In 2011, the Department for Environment, Food and Rural Affairs (Defra) published a package of guidance to assist businesses and other organisations in England to make better decisions on waste and resource management. This guidance considers the environmental impacts of various waste management options for a range of materials. The guidance includes:

  • a short summary document aimed particularly at small and medium-sized enterprises (SMEs);
  • an evidence document that summarises current scientific research on the environmental impacts of various waste management options.

Voluntary action to reduce legislation risk

If industry can demonstrate that it can respond successfully to significant issues - such as food waste - on a voluntary basis this will help to reduce the need for the Government to introduce legislation to tackle this and other issues facing the sector.

The Courtauld Commitment

The Courtauld Commitment is an ambitious voluntary agreement that brings together organisations across the food system – from producer to consumer – to make food and drink production and consumption more sustainable. Now in its fourth phase, Courtauld 2025 will cut the waste and greenhouse gas emissions associated with food and drink by at least one-fifth per person in ten years.

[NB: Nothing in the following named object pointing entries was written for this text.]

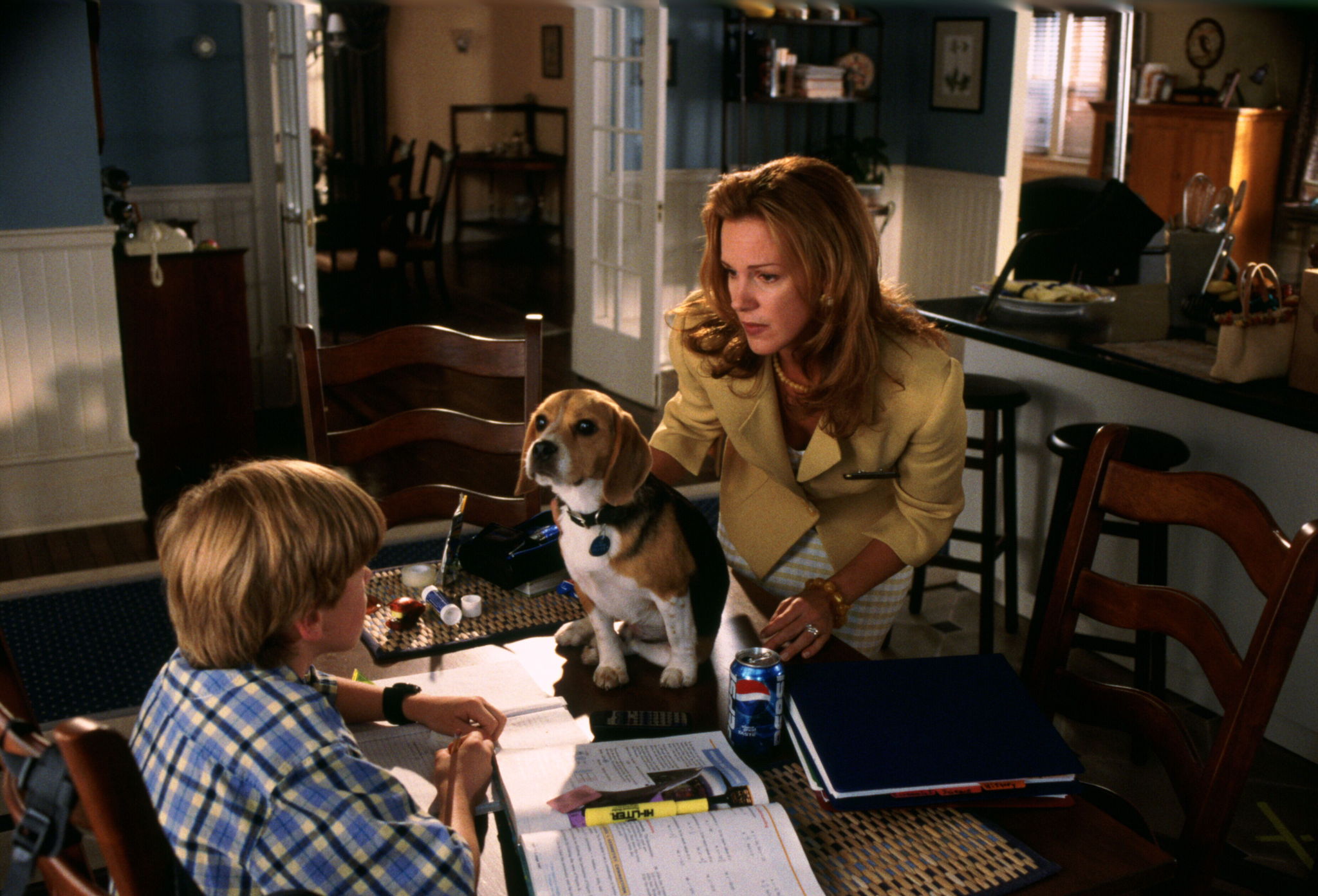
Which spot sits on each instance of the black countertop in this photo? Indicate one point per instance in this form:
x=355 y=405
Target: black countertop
x=1140 y=315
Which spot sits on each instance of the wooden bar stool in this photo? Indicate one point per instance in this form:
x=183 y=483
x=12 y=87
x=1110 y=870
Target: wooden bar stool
x=997 y=400
x=1151 y=450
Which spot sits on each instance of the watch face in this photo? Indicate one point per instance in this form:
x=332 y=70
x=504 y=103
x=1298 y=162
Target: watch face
x=1203 y=44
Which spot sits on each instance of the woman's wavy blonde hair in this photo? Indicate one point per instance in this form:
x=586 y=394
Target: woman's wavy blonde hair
x=817 y=218
x=254 y=550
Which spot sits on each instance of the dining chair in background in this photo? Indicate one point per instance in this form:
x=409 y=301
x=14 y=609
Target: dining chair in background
x=421 y=414
x=1285 y=572
x=362 y=236
x=425 y=243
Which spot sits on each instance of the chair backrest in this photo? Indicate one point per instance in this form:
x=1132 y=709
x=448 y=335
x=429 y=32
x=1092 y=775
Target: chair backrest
x=353 y=416
x=1286 y=575
x=430 y=225
x=1100 y=231
x=113 y=804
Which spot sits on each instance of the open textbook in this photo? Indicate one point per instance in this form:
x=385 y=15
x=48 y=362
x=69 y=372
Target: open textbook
x=679 y=815
x=534 y=720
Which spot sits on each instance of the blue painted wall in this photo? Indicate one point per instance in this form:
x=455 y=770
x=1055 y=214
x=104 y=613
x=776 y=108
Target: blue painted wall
x=48 y=120
x=915 y=133
x=171 y=117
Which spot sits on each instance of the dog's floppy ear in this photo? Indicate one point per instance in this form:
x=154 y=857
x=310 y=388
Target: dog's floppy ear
x=629 y=464
x=525 y=483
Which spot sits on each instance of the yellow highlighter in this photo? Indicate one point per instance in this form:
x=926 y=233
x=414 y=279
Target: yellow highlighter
x=644 y=810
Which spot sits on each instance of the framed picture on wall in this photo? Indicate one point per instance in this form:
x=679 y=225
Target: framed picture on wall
x=958 y=64
x=552 y=50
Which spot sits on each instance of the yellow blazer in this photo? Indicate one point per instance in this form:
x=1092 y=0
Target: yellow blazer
x=766 y=509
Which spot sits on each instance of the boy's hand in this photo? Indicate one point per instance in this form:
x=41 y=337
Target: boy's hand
x=463 y=771
x=455 y=716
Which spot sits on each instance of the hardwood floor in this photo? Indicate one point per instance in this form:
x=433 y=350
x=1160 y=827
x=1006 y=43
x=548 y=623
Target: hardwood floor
x=492 y=286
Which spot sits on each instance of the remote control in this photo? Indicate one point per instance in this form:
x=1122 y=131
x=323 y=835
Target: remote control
x=626 y=723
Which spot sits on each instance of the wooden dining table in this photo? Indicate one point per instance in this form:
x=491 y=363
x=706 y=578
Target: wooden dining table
x=1097 y=854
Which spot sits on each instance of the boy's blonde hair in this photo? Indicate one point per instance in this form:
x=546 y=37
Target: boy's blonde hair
x=254 y=550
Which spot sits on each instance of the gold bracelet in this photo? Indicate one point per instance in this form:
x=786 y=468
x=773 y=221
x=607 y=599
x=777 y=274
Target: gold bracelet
x=840 y=605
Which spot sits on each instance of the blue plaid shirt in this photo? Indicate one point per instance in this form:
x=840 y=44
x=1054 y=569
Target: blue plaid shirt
x=260 y=787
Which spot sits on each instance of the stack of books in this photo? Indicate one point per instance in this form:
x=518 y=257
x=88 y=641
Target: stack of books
x=949 y=729
x=819 y=82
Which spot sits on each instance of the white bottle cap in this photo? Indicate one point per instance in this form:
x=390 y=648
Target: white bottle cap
x=449 y=611
x=418 y=575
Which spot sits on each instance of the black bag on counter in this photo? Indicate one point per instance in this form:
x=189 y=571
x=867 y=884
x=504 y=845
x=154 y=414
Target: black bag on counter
x=513 y=556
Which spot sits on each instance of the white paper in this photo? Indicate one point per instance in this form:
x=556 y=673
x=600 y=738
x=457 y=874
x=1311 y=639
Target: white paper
x=534 y=720
x=744 y=850
x=532 y=778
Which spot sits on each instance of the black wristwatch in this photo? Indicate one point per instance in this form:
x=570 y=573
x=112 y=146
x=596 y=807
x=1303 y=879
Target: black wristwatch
x=393 y=702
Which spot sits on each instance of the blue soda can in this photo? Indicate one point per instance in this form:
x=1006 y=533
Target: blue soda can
x=756 y=700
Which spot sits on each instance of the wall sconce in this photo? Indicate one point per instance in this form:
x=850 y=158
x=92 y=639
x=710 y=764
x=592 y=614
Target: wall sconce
x=337 y=32
x=203 y=46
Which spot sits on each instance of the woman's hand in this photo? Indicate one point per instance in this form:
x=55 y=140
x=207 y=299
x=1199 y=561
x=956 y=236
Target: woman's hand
x=463 y=770
x=455 y=716
x=787 y=633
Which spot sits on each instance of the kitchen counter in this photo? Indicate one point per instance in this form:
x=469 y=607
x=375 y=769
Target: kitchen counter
x=1137 y=346
x=1263 y=434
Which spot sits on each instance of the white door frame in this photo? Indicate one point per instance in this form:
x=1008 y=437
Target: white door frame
x=275 y=40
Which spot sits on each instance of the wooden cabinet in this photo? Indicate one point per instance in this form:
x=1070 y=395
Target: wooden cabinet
x=530 y=172
x=1169 y=144
x=187 y=367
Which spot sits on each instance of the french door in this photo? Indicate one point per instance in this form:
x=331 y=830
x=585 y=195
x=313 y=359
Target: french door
x=618 y=143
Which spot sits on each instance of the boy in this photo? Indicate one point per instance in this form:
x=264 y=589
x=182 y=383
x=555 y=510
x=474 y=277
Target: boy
x=244 y=746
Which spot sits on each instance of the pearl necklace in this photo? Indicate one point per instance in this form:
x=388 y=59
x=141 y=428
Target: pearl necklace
x=783 y=378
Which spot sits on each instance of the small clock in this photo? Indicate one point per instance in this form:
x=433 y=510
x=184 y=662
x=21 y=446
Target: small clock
x=860 y=70
x=1203 y=45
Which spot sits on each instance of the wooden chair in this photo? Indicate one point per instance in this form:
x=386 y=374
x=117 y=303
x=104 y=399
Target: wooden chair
x=113 y=805
x=363 y=234
x=373 y=406
x=1285 y=572
x=426 y=240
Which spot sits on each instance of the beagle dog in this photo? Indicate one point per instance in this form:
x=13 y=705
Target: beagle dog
x=638 y=552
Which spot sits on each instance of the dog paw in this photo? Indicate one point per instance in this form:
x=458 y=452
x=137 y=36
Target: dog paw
x=573 y=634
x=607 y=678
x=675 y=677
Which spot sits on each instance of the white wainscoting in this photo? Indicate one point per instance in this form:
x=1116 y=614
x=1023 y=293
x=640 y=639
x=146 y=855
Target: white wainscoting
x=948 y=230
x=227 y=214
x=66 y=458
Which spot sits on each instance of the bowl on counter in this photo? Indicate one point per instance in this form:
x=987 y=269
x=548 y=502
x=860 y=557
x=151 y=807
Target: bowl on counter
x=1094 y=309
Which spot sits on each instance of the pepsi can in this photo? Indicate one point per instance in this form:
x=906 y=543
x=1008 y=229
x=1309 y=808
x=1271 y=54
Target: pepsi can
x=756 y=700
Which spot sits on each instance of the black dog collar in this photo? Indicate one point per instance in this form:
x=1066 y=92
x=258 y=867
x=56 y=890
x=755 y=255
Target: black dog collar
x=606 y=516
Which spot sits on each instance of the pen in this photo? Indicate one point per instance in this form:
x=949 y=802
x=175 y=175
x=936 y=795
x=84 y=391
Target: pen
x=455 y=530
x=644 y=810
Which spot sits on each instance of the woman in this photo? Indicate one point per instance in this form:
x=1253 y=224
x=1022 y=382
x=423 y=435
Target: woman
x=842 y=413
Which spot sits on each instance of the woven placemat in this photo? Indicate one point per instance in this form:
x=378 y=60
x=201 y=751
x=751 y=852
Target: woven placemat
x=914 y=852
x=505 y=615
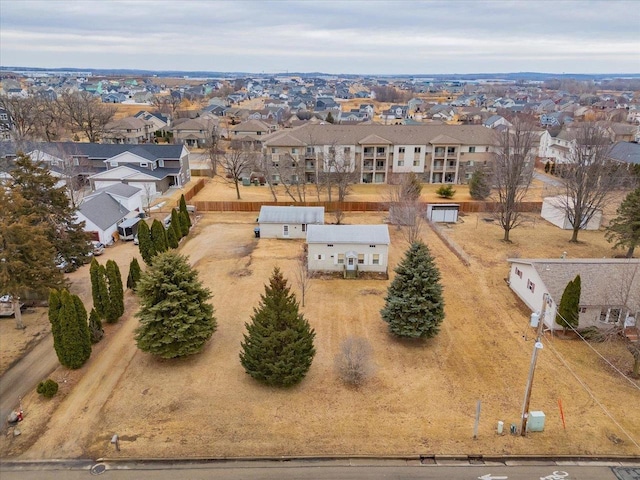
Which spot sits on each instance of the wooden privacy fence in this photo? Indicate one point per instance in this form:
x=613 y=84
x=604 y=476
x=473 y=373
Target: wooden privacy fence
x=465 y=207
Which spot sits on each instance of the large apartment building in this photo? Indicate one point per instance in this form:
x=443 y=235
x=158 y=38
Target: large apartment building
x=437 y=153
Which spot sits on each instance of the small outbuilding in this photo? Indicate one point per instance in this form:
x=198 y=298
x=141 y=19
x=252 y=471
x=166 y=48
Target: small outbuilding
x=288 y=222
x=554 y=211
x=443 y=212
x=348 y=248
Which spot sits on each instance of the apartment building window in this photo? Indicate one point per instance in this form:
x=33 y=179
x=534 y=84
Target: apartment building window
x=531 y=286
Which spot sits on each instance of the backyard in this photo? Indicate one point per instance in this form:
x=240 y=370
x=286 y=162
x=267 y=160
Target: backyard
x=421 y=400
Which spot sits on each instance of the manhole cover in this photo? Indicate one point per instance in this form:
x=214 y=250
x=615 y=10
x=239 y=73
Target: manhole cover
x=98 y=468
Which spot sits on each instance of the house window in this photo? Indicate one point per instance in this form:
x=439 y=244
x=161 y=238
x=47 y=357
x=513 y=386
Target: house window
x=531 y=286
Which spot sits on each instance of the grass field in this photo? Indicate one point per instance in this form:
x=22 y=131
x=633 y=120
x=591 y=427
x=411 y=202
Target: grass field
x=421 y=400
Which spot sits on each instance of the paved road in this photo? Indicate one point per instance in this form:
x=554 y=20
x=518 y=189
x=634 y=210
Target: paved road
x=25 y=375
x=325 y=470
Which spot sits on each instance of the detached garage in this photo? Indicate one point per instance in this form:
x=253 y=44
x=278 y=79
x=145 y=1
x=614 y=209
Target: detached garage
x=443 y=212
x=554 y=211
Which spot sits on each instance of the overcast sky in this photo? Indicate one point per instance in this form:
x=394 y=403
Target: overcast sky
x=359 y=37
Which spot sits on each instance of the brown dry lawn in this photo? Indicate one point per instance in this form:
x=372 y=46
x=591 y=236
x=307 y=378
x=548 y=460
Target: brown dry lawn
x=421 y=400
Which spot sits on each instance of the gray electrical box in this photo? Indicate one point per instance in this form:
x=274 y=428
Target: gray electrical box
x=536 y=421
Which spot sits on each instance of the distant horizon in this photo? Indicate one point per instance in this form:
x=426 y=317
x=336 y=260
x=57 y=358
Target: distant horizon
x=381 y=38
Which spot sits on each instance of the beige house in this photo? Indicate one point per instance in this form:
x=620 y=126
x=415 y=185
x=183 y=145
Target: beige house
x=348 y=248
x=437 y=153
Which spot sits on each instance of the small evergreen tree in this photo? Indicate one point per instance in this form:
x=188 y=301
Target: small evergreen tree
x=446 y=191
x=172 y=241
x=175 y=225
x=145 y=244
x=158 y=237
x=624 y=229
x=134 y=274
x=116 y=292
x=96 y=332
x=99 y=289
x=278 y=346
x=175 y=318
x=183 y=209
x=479 y=187
x=568 y=315
x=414 y=306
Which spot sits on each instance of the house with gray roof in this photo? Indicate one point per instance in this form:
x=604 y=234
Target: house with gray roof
x=288 y=222
x=101 y=213
x=350 y=249
x=610 y=293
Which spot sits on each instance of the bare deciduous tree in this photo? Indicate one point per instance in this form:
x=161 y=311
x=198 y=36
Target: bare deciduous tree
x=86 y=113
x=354 y=362
x=512 y=173
x=589 y=178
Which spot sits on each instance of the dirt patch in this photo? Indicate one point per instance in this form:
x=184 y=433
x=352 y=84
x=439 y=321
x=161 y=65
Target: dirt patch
x=421 y=400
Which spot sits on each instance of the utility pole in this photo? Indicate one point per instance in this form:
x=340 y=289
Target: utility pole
x=537 y=346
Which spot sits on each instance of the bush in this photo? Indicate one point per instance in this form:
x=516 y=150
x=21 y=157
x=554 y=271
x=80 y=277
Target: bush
x=446 y=191
x=354 y=363
x=48 y=388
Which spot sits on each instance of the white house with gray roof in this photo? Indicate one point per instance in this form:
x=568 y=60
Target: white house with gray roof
x=288 y=222
x=348 y=248
x=610 y=292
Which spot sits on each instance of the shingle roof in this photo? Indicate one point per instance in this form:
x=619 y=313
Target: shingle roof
x=604 y=281
x=306 y=215
x=103 y=210
x=327 y=134
x=367 y=234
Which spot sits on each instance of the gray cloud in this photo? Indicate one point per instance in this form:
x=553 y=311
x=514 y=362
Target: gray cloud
x=330 y=36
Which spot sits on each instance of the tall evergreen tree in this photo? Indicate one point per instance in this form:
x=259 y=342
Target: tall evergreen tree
x=175 y=318
x=96 y=331
x=99 y=289
x=568 y=315
x=158 y=237
x=183 y=209
x=479 y=187
x=51 y=206
x=414 y=306
x=624 y=229
x=134 y=274
x=116 y=291
x=175 y=225
x=278 y=346
x=75 y=342
x=145 y=244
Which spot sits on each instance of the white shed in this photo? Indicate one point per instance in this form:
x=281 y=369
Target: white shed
x=348 y=248
x=443 y=212
x=288 y=222
x=554 y=211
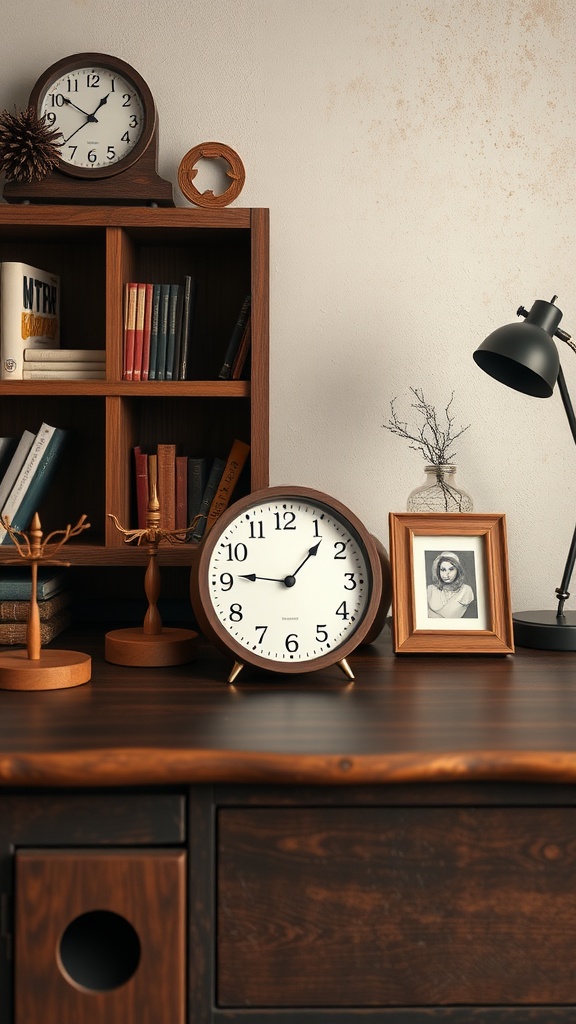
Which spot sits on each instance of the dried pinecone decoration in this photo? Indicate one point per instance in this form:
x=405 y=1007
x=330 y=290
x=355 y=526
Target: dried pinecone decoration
x=29 y=148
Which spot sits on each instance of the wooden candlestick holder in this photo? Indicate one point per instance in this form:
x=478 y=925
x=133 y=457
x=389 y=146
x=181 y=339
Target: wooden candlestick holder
x=152 y=644
x=35 y=669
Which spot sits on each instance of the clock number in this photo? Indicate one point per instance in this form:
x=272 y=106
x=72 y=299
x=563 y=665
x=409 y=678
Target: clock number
x=237 y=554
x=286 y=521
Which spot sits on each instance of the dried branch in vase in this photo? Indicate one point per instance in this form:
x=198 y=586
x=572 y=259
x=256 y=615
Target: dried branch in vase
x=433 y=439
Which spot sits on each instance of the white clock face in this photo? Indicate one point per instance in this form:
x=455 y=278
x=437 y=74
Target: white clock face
x=289 y=580
x=98 y=113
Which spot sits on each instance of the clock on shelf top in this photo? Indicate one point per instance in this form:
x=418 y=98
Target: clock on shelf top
x=108 y=121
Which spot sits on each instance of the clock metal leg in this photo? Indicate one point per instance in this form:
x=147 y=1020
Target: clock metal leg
x=345 y=668
x=236 y=670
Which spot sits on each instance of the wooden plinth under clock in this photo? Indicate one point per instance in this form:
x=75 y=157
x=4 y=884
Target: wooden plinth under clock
x=132 y=646
x=54 y=670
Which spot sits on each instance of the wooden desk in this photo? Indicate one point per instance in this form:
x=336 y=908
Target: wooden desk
x=398 y=850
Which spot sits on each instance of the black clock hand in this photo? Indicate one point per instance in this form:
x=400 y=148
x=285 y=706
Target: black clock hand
x=70 y=103
x=313 y=551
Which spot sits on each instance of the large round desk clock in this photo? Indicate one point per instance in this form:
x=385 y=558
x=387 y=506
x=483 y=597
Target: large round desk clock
x=290 y=581
x=107 y=118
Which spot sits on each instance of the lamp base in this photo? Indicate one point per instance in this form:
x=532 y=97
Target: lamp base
x=545 y=630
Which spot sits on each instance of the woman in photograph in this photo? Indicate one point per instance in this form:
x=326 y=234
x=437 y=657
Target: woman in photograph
x=448 y=595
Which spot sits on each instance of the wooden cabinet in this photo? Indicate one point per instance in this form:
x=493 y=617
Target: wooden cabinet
x=399 y=852
x=96 y=250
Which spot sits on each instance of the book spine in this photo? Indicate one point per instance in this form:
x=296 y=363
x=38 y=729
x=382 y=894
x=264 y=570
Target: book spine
x=188 y=317
x=231 y=474
x=162 y=333
x=64 y=375
x=28 y=470
x=154 y=332
x=167 y=484
x=39 y=484
x=214 y=475
x=147 y=332
x=138 y=332
x=197 y=467
x=66 y=367
x=181 y=492
x=235 y=340
x=65 y=354
x=29 y=314
x=130 y=293
x=174 y=313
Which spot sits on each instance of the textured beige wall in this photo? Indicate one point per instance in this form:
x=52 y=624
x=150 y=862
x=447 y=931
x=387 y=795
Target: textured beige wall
x=417 y=159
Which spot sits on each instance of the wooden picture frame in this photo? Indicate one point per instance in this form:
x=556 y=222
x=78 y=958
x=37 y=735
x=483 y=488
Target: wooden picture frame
x=428 y=615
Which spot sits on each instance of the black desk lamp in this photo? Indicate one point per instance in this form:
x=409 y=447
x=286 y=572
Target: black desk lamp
x=525 y=357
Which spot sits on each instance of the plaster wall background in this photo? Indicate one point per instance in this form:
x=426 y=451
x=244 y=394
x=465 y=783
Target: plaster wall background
x=417 y=158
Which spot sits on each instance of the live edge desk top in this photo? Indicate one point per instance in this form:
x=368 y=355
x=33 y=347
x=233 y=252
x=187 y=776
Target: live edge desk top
x=405 y=719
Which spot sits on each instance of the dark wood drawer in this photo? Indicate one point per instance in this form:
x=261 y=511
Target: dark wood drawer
x=351 y=906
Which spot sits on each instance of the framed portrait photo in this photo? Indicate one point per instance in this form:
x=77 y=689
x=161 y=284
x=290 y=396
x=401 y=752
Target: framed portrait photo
x=450 y=584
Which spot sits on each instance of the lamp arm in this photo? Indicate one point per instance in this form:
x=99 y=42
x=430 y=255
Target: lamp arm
x=562 y=591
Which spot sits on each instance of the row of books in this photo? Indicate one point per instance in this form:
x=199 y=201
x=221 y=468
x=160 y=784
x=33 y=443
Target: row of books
x=64 y=364
x=28 y=466
x=192 y=492
x=54 y=603
x=158 y=322
x=30 y=314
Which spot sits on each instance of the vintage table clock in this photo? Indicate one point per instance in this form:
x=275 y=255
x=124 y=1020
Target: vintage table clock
x=108 y=120
x=289 y=580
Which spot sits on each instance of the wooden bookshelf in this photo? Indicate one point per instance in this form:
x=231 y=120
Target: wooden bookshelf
x=95 y=250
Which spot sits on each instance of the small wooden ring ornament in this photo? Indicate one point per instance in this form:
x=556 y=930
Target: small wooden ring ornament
x=211 y=151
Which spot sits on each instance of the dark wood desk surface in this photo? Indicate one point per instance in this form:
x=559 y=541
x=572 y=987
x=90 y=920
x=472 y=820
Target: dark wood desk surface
x=405 y=719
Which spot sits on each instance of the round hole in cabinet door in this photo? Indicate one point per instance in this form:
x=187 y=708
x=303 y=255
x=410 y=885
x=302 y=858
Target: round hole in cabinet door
x=98 y=950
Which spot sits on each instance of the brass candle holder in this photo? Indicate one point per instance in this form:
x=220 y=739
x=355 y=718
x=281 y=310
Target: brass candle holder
x=152 y=644
x=35 y=669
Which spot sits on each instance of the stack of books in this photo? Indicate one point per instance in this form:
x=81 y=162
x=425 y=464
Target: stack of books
x=64 y=364
x=28 y=475
x=54 y=603
x=191 y=489
x=158 y=323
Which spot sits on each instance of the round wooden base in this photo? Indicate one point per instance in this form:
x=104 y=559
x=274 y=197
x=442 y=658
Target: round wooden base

Find out about the waste reduction achievements signatories have made so far.

“At Procter & Gamble we are always seeking to integrate environmental improvements into the heart of our business and working with WRAP, as part of the Courtauld Commitment, is a key aspect of this."
Kirstie Hawkes, Sustainability Affairs Manager

What your company can do

Firstly, see if your company is taking WRAP’s recommended ‘5 Key Actions’ on waste then use the further resources provided to help you tackle the specific causes of waste.

Don’t forget to reap the full business benefits of reducing waste by letting your customers know what you are doing and how you are helping consumers reduce waste in their homes.